I can’t remember where I heard that first--but I think I was a teenager when I did. And I remember thinking, “This is worth remembering!”

It’s a guidepost. Maybe that promotion--working for a bigger radio station in a larger town, for example--would mean more money, more prestige, and more opportunities to work for even bigger radio stations in even larger cities. But maybe it would also mean much less time with your toddler. And, you know, forget it.

Kids can slow your career down to a crawl sometimes. Thank heavens! Work is fun, but it isn’t everything. I bet you know a lot of parents who’d trade a few promotions for fewer regrets about missed piano recitals.

Sometimes I speed up for no good reason. The first time cost me but good. I thought reaching down to retrieve my sack lunch was a good thing to do on the way home from work--yeah, me, the person who rails against texting drivers--and even now, after thirty-five years, that scar is visible on my forehead.

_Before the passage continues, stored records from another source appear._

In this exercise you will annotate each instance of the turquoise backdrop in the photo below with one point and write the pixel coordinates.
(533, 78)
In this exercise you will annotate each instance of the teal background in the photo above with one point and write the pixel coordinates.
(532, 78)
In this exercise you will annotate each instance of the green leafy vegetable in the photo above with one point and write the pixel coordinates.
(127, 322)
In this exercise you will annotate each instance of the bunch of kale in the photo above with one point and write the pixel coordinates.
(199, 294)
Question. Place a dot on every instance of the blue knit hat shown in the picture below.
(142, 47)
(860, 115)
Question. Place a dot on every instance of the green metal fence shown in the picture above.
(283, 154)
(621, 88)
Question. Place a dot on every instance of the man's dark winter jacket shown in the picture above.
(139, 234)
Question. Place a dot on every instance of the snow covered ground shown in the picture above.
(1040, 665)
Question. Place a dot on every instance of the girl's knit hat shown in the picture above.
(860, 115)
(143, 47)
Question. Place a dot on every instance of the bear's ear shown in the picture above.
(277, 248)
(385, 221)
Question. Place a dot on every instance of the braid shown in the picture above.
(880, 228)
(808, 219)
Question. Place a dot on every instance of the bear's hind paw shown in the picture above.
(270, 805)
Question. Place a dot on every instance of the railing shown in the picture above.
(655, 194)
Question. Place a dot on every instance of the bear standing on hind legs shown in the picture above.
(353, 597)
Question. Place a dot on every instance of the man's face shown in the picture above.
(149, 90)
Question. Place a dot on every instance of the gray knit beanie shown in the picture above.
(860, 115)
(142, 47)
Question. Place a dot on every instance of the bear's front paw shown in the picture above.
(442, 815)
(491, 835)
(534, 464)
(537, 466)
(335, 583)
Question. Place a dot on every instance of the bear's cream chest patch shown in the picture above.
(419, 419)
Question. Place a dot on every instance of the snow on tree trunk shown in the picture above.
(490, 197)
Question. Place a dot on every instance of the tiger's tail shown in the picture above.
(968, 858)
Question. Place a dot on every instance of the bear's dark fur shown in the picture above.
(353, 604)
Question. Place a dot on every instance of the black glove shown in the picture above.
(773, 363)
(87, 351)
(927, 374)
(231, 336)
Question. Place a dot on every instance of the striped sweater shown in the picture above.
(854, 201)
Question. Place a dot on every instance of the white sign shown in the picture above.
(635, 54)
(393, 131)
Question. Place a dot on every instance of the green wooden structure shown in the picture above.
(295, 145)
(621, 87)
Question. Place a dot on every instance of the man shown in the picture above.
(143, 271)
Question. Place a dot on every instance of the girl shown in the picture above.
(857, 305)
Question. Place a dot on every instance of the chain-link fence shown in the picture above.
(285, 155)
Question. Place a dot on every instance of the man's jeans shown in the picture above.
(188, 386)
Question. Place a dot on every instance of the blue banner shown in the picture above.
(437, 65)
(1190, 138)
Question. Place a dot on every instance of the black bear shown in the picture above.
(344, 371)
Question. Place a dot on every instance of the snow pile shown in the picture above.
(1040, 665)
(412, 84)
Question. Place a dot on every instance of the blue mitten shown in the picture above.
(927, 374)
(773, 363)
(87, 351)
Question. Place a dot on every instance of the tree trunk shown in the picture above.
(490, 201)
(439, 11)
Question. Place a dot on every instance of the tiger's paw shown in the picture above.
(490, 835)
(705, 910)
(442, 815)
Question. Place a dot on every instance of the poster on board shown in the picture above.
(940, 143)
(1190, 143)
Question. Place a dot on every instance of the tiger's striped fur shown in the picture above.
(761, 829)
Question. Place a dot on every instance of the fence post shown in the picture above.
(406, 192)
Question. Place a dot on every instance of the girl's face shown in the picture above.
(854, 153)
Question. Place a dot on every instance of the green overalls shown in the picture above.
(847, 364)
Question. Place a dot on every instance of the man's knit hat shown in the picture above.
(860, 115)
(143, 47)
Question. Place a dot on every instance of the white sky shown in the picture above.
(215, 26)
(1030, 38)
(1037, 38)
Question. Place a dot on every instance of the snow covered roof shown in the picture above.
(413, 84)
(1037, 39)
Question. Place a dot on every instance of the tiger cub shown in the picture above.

You probably don’t have to look very far to find people who live as if it’s a race. They can’t wait to get where they’re going so they can leave and go somewhere else. Katie’s piano teacher was like that. She’s a master at what she does, but by the second lesson she had the whole year mapped out and was already mourning its passing. I always felt a little twitchy around her.

“What are these people racing toward, anyway?” I wonder. “What’s the finish line?”

Success, as I’ve come to think of it, is finding a route just jagged enough to keep things interesting--and dotted with enough scenic overlooks to remind you to savor the view.